Re-examination of patents of StemCells, Inc.

A press release of September 17, 2007 noted: StemCells, Inc. today announced it will begin a patent-reexamination process with the U.S. Patent and Trademark Office (PTO) following the agency’s decision, which was expected, to preliminarily reject all claims in the company’s four patents which are the subject of its lawsuit against Neuralstem, Inc.

Part of the press release is of relevance to the re-exam of WARF patents brought by John Simpson and FTCR:

“We fully expected the PTO’s preliminary decision. In a patent reexamination, the patent office will routinely reject all claims under reexamination in order to shift the responsibility of proof back to the patent holder. We remain confident that we will be able to reaffirm the novelty of these inventions and that broad claims protecting the manufacture and use of neural stem cells will emerge from this process,” said Martin McGlynn, president and chief executive officer of StemCells. “At that time, we will press forward with our case against Neuralstem.”

IPBiz had noted in April 2007:

In patent prosecution the examiner is entitled to reject application claims as anticipated by a prior art patent without conducting an inquiry into whether or not that patent is enabled or whether or not it is the claimed material (as opposed to the unclaimed disclosures) in that patent that are at issue.[21] In re Sasse, 629 F.2d 675, 681, 207 USPQ 107, 111 (C.C.P.A. 1980) (“[W]hen the PTO cited a disclosure which expressly anticipated the present invention . . . the burden was shifted to the applicant.
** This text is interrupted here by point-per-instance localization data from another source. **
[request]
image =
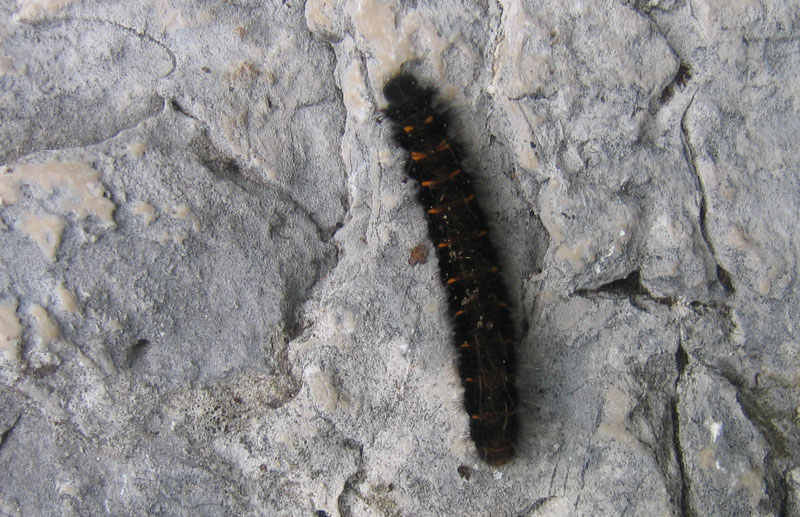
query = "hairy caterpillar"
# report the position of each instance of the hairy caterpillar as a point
(476, 293)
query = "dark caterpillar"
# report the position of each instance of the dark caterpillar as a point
(476, 293)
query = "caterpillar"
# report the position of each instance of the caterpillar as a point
(478, 301)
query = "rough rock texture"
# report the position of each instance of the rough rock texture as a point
(206, 301)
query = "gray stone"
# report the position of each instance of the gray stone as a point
(206, 303)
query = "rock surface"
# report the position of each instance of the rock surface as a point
(206, 300)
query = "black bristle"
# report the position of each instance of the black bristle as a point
(477, 297)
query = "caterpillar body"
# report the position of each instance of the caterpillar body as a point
(477, 296)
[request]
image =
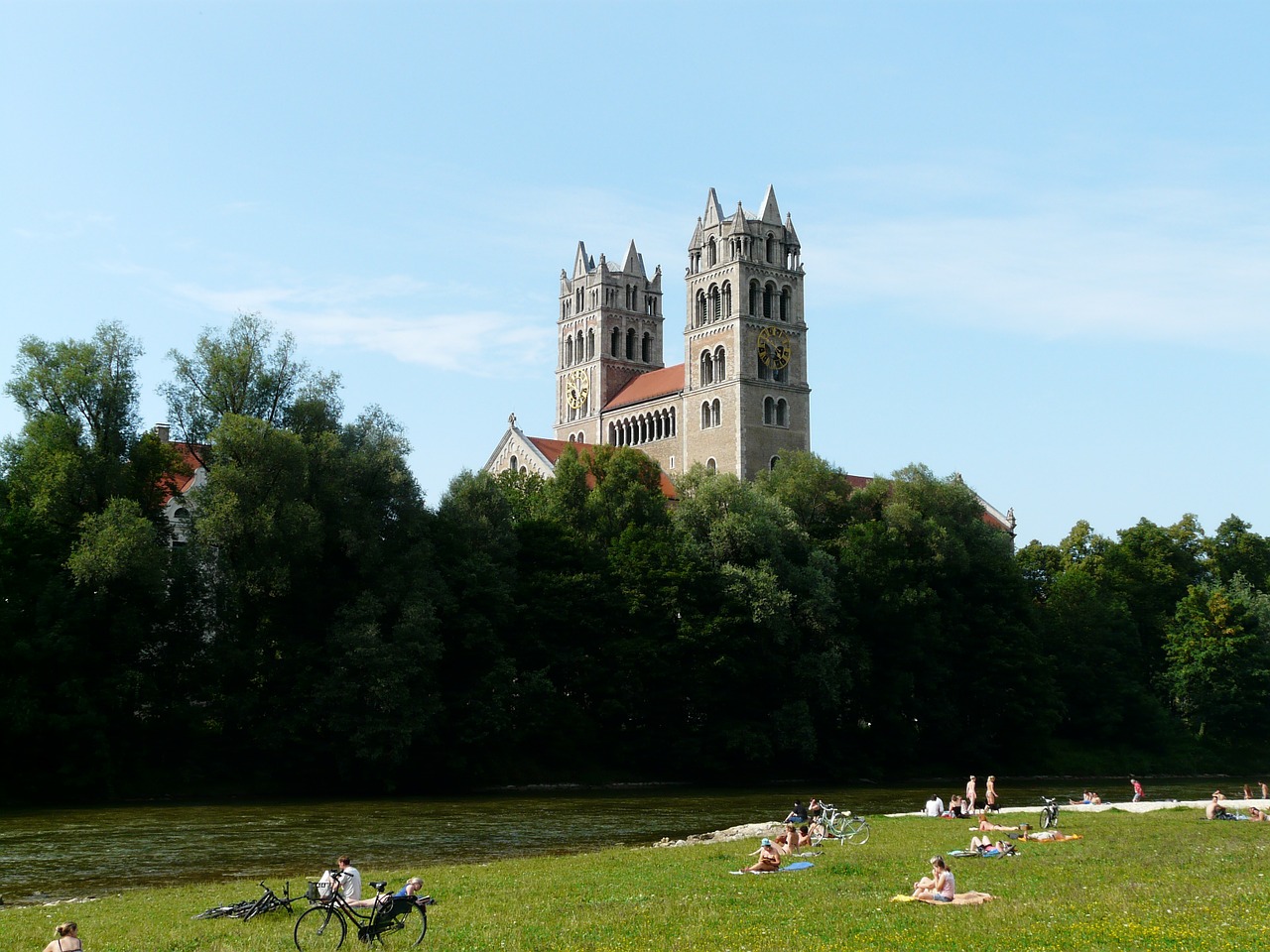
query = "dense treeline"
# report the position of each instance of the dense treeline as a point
(317, 626)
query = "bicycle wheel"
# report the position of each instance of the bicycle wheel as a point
(320, 928)
(404, 930)
(838, 826)
(858, 833)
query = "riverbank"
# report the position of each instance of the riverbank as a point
(1165, 879)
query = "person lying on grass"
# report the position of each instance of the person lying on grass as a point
(984, 825)
(940, 887)
(983, 846)
(769, 858)
(411, 892)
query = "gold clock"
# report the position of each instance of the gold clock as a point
(774, 347)
(575, 389)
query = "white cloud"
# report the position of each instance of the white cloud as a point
(1148, 266)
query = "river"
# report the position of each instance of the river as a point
(63, 853)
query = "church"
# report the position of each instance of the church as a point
(740, 397)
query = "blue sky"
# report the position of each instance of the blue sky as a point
(1037, 235)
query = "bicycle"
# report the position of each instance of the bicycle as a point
(838, 824)
(1049, 814)
(391, 921)
(250, 907)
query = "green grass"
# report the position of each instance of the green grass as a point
(1166, 880)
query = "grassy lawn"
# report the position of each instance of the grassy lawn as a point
(1166, 880)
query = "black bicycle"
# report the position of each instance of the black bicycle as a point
(390, 921)
(268, 901)
(1049, 814)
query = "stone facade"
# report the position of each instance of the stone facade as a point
(739, 399)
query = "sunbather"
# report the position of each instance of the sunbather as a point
(769, 858)
(940, 887)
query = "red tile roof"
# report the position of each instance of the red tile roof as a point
(177, 483)
(554, 448)
(648, 386)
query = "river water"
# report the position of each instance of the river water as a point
(63, 853)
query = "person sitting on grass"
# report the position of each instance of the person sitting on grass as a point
(67, 939)
(798, 814)
(940, 887)
(409, 892)
(1215, 810)
(769, 858)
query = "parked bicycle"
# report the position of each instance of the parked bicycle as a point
(837, 824)
(391, 921)
(1049, 814)
(249, 907)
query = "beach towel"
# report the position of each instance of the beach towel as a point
(1049, 837)
(960, 898)
(792, 867)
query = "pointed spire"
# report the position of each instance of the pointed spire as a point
(790, 235)
(634, 262)
(770, 213)
(580, 263)
(714, 213)
(697, 240)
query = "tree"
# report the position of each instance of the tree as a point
(236, 373)
(1218, 652)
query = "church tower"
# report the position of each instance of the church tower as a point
(746, 395)
(608, 333)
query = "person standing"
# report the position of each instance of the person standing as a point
(347, 880)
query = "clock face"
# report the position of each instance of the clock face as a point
(575, 389)
(774, 347)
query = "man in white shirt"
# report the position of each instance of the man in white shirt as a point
(349, 880)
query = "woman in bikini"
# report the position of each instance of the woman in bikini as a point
(66, 941)
(939, 887)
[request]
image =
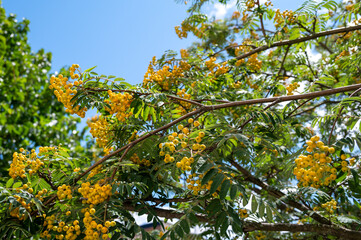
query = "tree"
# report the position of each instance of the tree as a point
(30, 115)
(244, 134)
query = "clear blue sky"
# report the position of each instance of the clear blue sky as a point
(119, 36)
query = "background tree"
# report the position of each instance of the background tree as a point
(243, 134)
(30, 115)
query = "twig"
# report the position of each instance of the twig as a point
(338, 115)
(120, 159)
(261, 20)
(299, 40)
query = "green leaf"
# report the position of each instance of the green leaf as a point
(185, 226)
(209, 175)
(179, 231)
(269, 215)
(261, 209)
(224, 188)
(217, 180)
(233, 192)
(88, 70)
(17, 184)
(254, 204)
(9, 183)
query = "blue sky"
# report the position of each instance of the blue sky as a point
(120, 37)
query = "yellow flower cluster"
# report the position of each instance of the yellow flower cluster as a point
(101, 130)
(119, 105)
(315, 169)
(236, 85)
(216, 68)
(253, 63)
(236, 15)
(135, 159)
(184, 105)
(94, 230)
(64, 92)
(342, 54)
(260, 236)
(167, 75)
(330, 206)
(64, 192)
(40, 193)
(74, 75)
(21, 162)
(182, 31)
(59, 228)
(15, 212)
(44, 150)
(95, 194)
(290, 88)
(194, 183)
(184, 53)
(134, 136)
(95, 171)
(281, 17)
(181, 141)
(243, 213)
(239, 62)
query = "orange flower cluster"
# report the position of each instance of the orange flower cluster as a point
(167, 75)
(290, 88)
(95, 194)
(119, 105)
(216, 68)
(315, 169)
(24, 162)
(100, 129)
(178, 143)
(135, 159)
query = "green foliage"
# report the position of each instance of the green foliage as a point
(244, 132)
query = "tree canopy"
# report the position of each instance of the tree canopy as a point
(252, 132)
(30, 114)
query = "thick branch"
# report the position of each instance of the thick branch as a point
(286, 98)
(144, 94)
(342, 233)
(299, 40)
(145, 136)
(278, 194)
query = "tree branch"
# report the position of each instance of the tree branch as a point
(299, 40)
(145, 136)
(341, 232)
(338, 115)
(278, 194)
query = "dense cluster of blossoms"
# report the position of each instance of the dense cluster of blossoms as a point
(101, 130)
(317, 168)
(290, 88)
(166, 76)
(65, 91)
(243, 213)
(135, 159)
(216, 68)
(119, 105)
(26, 161)
(180, 143)
(95, 194)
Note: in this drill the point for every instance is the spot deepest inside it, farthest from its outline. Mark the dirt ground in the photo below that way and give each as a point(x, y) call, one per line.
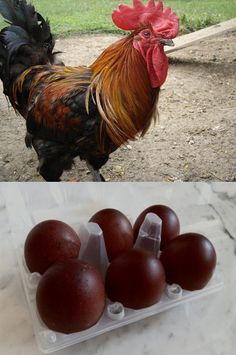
point(194, 139)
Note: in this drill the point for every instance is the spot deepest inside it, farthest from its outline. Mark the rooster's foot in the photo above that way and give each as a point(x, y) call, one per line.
point(97, 176)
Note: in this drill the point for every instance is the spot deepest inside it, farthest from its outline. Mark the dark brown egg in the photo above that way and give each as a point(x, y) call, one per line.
point(49, 242)
point(189, 261)
point(70, 296)
point(170, 223)
point(117, 231)
point(136, 279)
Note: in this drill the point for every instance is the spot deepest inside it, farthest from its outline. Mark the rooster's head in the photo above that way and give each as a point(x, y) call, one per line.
point(152, 28)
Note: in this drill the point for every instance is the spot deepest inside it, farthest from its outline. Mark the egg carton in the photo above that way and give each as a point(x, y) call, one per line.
point(115, 314)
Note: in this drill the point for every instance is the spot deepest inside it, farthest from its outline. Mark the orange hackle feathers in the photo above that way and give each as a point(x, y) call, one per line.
point(118, 83)
point(124, 96)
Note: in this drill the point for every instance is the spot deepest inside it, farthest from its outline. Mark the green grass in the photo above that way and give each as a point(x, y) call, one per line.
point(75, 16)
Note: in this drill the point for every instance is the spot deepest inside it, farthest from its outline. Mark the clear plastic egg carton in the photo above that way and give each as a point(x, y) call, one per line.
point(115, 315)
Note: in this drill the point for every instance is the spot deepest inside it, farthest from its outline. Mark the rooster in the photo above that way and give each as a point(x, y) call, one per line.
point(84, 111)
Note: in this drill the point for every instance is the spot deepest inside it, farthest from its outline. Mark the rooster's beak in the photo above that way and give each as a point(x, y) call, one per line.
point(167, 42)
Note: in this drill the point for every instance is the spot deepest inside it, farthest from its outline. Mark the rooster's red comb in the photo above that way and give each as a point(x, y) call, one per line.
point(163, 21)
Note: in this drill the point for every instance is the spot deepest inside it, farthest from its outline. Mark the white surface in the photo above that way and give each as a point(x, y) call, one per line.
point(206, 326)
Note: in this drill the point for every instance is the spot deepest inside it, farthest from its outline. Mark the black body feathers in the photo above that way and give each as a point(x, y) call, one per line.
point(26, 41)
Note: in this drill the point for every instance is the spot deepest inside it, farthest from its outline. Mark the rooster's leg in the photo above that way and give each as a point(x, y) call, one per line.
point(95, 173)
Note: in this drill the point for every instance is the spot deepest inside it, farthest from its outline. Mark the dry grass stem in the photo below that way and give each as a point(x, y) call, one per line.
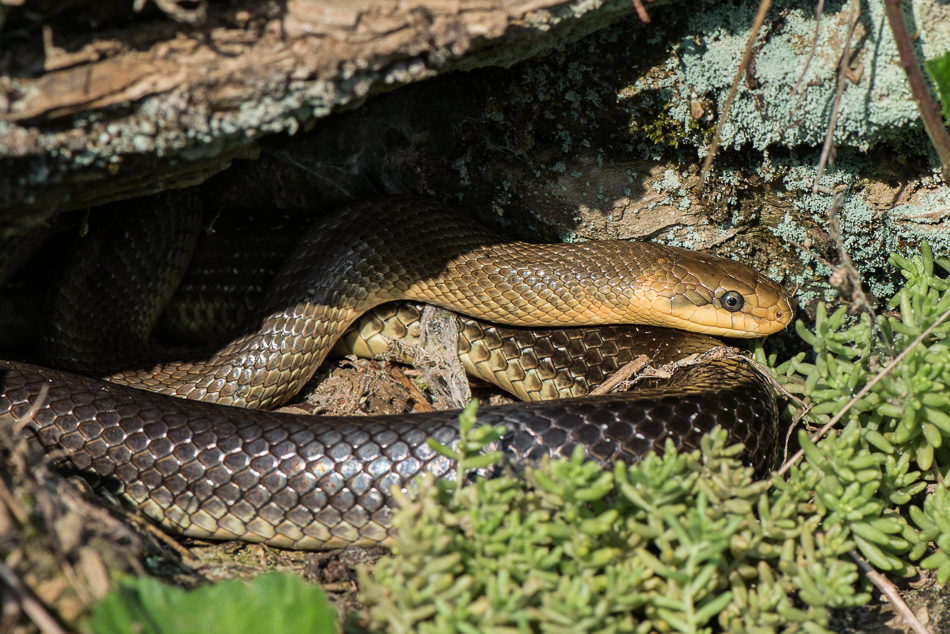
point(842, 78)
point(888, 590)
point(867, 388)
point(621, 375)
He had to rebut the presumption of the operability of [the prior art patent] by a preponderance of the evidence.” (citation omitted)). The applicant, however, can then overcome that rejection by proving that the relevant disclosures of the prior art patent are not enabled.

See also

More on the bad coverage by Union-Tribune on stem cell matters which commented on an article by Terri Somers entitled: Embryonic stem cell pioneer chose to publish, not patent, concerning the work of Ariff Bongso. Careful reading of Trounson's bio shows that Bongso and Trounson formed a company together to exploit patents in the stem cell area.